County funds boost Civic Center expansion project

Posted

Rodika Tollefson, KP News

The Key Peninsula Civic Center Association will receive up to $20,000 from Pierce County toward an expansion project that will double the space for Children’s Home Society/Key Peninsula Family Resource Center. The funds will help pay for the engineering and architectural design of the project, which is estimated to cost about $1 million.

“Terry Lee was the Pierce County council member who really spearheaded and identified this money,” said Jud Morris, KPFRC director. “He was also very instrumental in assisting us in dealing with our staffing budget (with another $20,000 appropriation) for 2007.”

Phil Bauer and Roy Danforth are working on wiring and painting the room that will soon be used by Children’s Home Society. Photo by Colleen Slater

Lee said the Civic Center and Children’s Home Society are part of several organizations that will receive county funding in 2007. “All us council members look for projects in the community we want to support,” he said.

The expansion will include both the first and the second floor of the wing where Children’s Home Society is located. The agency would then be able to improve space for its staff, accommodate more workers, and allow for client privacy. The expansion will push the wall out about 20 feet south of the tennis court.
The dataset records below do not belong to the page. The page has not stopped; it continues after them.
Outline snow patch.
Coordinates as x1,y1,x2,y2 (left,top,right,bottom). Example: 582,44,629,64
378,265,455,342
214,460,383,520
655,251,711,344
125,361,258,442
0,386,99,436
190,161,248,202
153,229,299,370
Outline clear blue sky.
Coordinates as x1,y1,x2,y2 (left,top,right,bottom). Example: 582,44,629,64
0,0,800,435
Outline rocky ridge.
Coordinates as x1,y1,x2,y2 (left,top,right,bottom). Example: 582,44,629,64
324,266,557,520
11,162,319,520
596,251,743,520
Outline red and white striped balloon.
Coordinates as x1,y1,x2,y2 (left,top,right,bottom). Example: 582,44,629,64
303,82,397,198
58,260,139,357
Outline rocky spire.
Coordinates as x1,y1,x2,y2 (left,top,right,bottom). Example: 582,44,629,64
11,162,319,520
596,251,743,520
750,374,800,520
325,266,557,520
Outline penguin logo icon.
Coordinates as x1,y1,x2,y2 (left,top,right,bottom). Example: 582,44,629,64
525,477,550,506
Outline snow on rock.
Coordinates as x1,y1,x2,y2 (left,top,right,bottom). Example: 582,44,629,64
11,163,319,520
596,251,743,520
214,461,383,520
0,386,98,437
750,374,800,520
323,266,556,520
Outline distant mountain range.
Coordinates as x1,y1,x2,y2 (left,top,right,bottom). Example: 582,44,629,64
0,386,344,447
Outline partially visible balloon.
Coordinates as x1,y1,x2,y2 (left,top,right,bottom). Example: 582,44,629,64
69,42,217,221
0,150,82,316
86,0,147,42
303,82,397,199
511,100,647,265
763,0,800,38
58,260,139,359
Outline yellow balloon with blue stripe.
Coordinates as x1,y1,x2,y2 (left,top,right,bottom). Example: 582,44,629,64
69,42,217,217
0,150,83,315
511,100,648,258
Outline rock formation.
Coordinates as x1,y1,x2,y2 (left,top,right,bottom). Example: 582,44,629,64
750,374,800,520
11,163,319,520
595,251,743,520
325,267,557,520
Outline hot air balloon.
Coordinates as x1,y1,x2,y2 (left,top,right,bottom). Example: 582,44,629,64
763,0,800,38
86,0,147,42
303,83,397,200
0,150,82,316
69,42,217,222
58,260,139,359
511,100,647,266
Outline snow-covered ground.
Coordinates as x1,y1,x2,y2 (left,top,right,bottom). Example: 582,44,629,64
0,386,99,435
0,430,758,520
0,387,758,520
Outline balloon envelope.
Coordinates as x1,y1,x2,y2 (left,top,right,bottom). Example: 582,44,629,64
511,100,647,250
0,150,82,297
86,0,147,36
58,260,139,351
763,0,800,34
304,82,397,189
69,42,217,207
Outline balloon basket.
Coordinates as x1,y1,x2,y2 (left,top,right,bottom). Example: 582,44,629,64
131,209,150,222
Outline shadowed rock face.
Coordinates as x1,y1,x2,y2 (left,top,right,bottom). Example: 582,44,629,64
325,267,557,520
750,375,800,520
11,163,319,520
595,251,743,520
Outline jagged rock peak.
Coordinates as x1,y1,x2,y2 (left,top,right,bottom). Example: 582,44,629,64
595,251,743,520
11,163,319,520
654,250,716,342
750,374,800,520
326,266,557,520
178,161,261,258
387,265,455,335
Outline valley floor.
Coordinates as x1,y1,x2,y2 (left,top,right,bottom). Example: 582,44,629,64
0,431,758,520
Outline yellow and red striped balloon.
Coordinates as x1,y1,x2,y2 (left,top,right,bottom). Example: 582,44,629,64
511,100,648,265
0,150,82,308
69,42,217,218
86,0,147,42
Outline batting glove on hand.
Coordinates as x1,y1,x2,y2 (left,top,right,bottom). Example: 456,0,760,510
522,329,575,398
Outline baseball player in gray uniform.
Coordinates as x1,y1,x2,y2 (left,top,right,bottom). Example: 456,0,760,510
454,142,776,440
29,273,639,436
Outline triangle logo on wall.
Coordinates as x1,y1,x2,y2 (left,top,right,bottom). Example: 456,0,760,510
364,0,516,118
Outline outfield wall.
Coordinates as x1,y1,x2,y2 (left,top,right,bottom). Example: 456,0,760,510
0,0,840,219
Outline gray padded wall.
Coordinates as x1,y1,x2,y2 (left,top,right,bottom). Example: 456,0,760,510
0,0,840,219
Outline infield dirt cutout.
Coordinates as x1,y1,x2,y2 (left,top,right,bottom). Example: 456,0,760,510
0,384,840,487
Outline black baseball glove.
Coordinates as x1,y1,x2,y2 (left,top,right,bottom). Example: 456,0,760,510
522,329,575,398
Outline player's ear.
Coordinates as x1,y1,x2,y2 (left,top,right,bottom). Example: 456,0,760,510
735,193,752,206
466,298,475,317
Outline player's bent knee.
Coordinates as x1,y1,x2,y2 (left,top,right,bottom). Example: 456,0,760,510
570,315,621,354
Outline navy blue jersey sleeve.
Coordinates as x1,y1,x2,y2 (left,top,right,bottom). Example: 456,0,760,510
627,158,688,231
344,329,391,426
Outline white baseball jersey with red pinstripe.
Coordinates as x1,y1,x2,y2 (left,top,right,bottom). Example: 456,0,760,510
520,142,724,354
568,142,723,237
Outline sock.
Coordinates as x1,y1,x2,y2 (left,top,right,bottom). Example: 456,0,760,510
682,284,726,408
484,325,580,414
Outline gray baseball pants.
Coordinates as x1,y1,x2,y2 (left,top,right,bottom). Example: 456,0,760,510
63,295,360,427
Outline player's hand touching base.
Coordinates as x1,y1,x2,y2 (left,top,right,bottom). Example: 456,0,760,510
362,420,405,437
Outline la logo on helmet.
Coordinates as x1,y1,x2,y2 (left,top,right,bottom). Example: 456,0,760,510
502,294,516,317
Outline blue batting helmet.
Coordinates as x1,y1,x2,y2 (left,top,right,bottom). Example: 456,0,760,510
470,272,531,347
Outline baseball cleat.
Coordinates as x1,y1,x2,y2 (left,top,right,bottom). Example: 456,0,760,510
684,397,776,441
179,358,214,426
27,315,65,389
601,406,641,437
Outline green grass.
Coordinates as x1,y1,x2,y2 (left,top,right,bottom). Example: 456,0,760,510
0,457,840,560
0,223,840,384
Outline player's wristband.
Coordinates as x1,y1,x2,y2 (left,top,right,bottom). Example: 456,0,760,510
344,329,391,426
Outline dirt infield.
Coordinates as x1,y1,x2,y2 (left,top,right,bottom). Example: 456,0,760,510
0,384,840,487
The second floor could be used by the KPCCA to add new activities, or possibly accommodate a Boys and Girls Club (see related story, page 2).

Morris said the project would be funded by private and public money. The agency will apply for state matching grants as well as private donors and foundations.

The expansion is part of a larger effort to remodel the building, which was originally built in the early 1900s as a school. KPCCA outgoing President Phil Bauer said in December that the board of directors planned to replace gutters and paint the outside this year, and later start work on the inside. The entryway will also be remodeled, including an increase in size, the widening and covering of the wheelchair-access ramp and adding a sitting area on the expanded porch. Bauer said the KPCCA will apply for a grant from the Cheney Foundation and hopes to start the entryway project by this summer.

The KPFRC expansion could also start in the first part of this year and continue for an estimated two years. In the meantime, the KPCCA has been remodeling a storage space and converting it into a conference room that will allow Children’s Home Society to add new staff as soon as that conversion is complete.